But that evening James had tapped him on the shoulder, as they made their way out of the building, and when Robbie had turned, he had lifted a hand in farewell and veered off in the direction of Innocent’s office instead.

Robbie had waited until it was all a bit more final to tell Laura. They'd still been together then. “Could work for him,” she’d said, interested. “Have you told him that’s pretty much how you landed up overseas? Taking a secondment instead of leaving the force?”

“No,” Robbie had said, much too sharply, and then in answer to the lift of her eyebrows; “No need to put ideas like that into his head, is there?”

She’d just looked at him. Well, James could work that one out for himself. Robbie didn’t even want to think about overseas options. Next thing he knew, James would be slinging on a rucksack and departing to do God knows what, God knows where. Probably, knowing James, literally following some sort of divine inspiration at the expense of his own wellbeing. Laura had just kept right on looking at him, though. She was good at that.

So Robbie should have been able to head into retirement with an easier mind. But it turns out something’s off with him now too. James would use terms like existential flu. Robbie thinks something’s out of kilter. And he hasn’t yet had the chance to think of casually musing around the topic deep into a second pint and hearing what some philosopher or poet had to offer. Why’s it so much bloody harder to text than it was to casually suggest a pint when they were both heading out of the office?

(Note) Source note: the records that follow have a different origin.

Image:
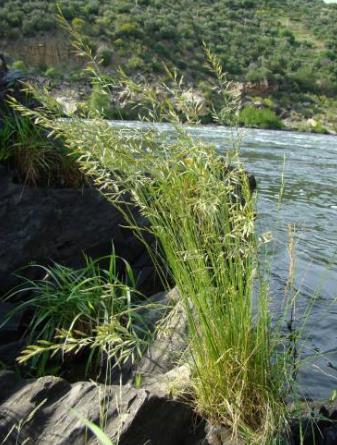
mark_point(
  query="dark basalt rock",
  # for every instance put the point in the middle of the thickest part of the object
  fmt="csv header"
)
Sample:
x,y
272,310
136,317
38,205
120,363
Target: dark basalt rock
x,y
46,224
39,412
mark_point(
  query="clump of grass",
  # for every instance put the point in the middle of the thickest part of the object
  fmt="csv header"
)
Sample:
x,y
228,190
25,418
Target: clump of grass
x,y
201,212
90,309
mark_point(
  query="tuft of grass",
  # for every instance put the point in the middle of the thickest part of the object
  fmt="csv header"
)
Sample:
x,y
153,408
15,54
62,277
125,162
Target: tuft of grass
x,y
201,211
36,158
259,118
90,309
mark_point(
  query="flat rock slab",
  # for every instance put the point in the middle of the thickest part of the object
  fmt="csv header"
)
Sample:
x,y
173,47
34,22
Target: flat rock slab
x,y
40,412
59,224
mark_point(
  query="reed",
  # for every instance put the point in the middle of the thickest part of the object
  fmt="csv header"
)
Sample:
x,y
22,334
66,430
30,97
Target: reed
x,y
202,212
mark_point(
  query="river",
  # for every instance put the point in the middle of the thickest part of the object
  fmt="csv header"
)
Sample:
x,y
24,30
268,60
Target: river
x,y
309,166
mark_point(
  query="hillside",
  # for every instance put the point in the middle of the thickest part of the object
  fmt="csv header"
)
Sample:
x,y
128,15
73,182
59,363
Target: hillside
x,y
283,50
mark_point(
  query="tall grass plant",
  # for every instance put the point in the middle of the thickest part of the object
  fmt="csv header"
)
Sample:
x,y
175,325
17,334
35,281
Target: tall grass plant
x,y
201,211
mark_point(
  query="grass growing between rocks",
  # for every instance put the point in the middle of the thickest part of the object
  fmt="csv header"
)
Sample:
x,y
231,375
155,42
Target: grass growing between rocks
x,y
202,213
91,310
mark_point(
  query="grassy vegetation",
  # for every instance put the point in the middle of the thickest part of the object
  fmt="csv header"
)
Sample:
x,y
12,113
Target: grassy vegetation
x,y
259,118
33,156
90,312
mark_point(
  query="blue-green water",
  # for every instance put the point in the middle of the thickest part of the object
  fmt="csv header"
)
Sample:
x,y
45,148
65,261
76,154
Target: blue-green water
x,y
309,202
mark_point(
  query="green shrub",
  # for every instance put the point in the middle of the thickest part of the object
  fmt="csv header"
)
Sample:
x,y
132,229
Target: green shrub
x,y
19,65
52,72
99,102
128,29
259,118
36,158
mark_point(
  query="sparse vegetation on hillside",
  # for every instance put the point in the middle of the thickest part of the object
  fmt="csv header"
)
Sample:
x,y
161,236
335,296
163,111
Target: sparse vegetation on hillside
x,y
296,49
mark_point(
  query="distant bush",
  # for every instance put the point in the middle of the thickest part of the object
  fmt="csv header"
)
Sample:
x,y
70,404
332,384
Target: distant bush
x,y
259,118
19,65
99,102
52,73
105,56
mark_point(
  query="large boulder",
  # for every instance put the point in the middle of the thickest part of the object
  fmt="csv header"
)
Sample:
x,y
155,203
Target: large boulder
x,y
11,85
40,412
49,224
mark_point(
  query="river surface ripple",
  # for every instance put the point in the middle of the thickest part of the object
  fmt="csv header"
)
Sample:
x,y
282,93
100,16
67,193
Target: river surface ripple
x,y
309,162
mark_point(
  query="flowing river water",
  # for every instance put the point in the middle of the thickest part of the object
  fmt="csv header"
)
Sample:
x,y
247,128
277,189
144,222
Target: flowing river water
x,y
308,164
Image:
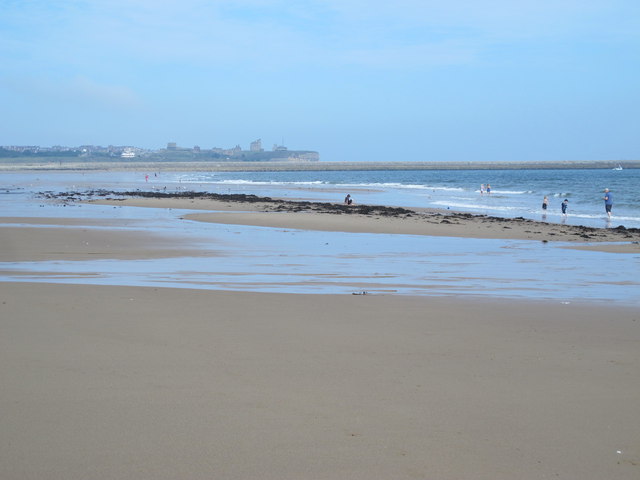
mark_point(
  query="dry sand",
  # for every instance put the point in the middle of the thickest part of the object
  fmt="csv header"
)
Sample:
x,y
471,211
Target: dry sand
x,y
421,222
103,382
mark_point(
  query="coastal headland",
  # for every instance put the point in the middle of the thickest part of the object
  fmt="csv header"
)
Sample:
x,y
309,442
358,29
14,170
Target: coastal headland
x,y
46,163
129,382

There’s something missing from Robbie’s day. And he’s pretty sure it’s not the dead bodies. Or the  callouts in the early hours. Or the endless paperwork. He knows full well that if he voiced this to anyone they’d have said it was early days and told him he was in the first stages of the adjustment process to retirement, as Innocent’s repeated little talks, and her official onslaught of material, had both told him. She’d been merciless once she’d finally accepted he was really leaving. And of course, it’s a big change and could leave someone feeling as out of sorts as Robbie does.

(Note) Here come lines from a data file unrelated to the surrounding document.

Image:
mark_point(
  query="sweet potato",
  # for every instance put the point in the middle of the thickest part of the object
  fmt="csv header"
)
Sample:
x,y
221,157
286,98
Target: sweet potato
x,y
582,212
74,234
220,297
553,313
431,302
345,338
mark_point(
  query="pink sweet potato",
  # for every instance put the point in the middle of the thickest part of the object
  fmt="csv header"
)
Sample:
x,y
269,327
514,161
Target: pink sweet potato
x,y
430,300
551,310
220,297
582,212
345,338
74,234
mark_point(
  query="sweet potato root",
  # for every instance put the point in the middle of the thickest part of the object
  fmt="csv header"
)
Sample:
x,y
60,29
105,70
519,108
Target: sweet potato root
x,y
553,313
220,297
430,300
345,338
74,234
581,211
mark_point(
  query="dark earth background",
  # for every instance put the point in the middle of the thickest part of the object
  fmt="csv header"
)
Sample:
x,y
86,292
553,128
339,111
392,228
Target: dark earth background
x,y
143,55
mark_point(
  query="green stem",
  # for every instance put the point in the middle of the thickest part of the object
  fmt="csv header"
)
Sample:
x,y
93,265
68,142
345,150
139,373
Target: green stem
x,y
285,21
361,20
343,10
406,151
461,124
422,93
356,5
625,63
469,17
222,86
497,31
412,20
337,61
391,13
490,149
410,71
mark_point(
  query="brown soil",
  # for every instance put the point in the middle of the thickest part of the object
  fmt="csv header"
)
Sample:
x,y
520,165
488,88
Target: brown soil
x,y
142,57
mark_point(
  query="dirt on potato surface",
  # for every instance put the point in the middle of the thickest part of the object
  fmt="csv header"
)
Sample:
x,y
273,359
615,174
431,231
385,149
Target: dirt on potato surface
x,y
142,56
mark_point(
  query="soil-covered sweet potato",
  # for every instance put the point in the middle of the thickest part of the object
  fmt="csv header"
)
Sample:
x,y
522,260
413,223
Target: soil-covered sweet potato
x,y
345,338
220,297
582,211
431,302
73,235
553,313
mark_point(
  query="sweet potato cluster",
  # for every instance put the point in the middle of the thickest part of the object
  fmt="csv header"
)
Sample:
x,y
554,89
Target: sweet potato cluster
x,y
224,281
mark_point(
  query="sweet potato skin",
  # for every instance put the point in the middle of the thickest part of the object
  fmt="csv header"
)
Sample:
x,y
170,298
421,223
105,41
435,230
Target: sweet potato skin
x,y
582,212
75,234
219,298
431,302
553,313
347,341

But the trouble with that very reasonable theory is: it doesn’t feel like it’s true.

***

The pub is both crowded and noisy at this stage, slightly disorientating after the quiet of the drive, causing Robbie to make his way carefully around knots of people to get to the corner booth where the three of them are hemmed in. None of them spot him at first. Because James is holding forth. Robbie can tell he’s in a state from the very careful way he’s gesturing. Although he’s certainly seen him worse than this. But James obviously hasn’t made it home from work yet to change. Then Robbie tunes into the words.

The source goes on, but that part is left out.